- North American cover art
- Developer: Beam Software
- Publishers: NA: Extreme Entertainment Group; JP: Pack-In-Video;
- Composer: Marshall Parker
- Platform: Super NES
- Release: NA: January 1994; JP: July 23, 1995;
- Genre: Board game
- Mode: Single-player

= Super Solitaire =

1994 video game

Super Solitaire (Note: Released in Japan as Trump Island (トランプアイランド, Toranpu Airando)) is a Super Nintendo Entertainment System video game that has different variations version of the classic solitaire card game.

==Summary==
The variations of solitaire in the game include: Klondike, FreeCell, Golf, Cruel, Pyramid, Stonewall, Dozen't Matter, Aces Up, Florentine, Poker, Canfield and Scorpion. Classic artwork for each game's background is included along with optional graphics that look like something out of a cartoon. Soft music is included with each and every game variation.

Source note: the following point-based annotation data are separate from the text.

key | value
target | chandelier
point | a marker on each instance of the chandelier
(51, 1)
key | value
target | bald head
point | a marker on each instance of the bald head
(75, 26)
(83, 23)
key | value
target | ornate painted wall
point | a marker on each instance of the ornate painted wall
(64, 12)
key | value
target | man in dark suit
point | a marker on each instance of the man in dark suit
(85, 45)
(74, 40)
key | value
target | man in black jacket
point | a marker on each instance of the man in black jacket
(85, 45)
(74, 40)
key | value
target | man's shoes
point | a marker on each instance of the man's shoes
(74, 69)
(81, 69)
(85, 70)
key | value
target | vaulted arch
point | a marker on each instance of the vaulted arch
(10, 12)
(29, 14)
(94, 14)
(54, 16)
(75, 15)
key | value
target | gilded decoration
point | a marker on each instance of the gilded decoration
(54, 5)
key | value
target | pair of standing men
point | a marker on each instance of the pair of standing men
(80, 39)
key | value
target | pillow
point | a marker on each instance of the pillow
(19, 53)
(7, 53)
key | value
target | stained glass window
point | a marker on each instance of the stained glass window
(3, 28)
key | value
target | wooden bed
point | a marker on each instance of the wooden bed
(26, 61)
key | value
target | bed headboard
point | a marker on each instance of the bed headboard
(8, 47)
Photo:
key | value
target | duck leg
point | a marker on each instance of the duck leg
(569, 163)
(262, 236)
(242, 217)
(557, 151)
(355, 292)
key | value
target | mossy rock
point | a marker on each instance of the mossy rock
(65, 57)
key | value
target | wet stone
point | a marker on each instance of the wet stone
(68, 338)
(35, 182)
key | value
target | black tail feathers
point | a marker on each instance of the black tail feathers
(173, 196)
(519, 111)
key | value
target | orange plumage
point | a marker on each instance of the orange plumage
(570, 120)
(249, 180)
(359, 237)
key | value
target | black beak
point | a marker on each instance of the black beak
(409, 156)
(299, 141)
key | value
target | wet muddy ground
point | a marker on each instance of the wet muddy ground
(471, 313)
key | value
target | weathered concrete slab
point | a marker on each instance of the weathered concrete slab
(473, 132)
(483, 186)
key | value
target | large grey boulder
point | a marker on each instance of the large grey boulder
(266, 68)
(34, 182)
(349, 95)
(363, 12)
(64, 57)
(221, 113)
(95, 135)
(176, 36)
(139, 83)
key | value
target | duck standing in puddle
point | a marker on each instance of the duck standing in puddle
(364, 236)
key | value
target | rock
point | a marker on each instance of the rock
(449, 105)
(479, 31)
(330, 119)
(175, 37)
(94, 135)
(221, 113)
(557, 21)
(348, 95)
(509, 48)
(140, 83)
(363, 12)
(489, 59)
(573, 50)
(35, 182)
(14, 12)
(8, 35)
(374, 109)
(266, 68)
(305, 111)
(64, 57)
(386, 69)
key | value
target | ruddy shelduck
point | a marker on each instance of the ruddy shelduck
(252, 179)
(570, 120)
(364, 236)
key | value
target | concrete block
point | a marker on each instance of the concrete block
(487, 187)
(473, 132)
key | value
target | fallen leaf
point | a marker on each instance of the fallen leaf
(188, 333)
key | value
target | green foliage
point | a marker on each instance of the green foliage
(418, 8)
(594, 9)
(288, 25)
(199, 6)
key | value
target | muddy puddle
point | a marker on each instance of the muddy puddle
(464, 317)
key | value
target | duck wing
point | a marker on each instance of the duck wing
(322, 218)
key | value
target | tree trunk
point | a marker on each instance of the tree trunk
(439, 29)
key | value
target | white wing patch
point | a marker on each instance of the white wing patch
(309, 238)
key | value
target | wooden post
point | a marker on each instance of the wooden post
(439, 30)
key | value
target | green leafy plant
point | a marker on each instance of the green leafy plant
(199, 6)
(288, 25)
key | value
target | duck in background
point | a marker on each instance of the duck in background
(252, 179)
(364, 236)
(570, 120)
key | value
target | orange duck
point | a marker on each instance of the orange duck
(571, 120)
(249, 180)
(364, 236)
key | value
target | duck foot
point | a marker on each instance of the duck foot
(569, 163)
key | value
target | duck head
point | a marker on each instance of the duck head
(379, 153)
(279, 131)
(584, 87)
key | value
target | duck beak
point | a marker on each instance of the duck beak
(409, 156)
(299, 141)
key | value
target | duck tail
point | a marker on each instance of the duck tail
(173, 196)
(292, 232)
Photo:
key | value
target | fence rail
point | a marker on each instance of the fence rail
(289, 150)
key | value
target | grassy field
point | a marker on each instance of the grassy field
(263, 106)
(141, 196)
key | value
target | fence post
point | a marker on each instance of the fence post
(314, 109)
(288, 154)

Players can even choose to get hints or even skip to the next card through a special options screen.

==Reception==
On release, Famicom Tsūshin scored the game a 21 out of 40. GamePro praised the variety of games, the graphics, the music, and the ability to change the backgrounds, though they emphasized that the game would bore most children. Allgame would assign this video game a rating of 2.5 starts out of a possible 5.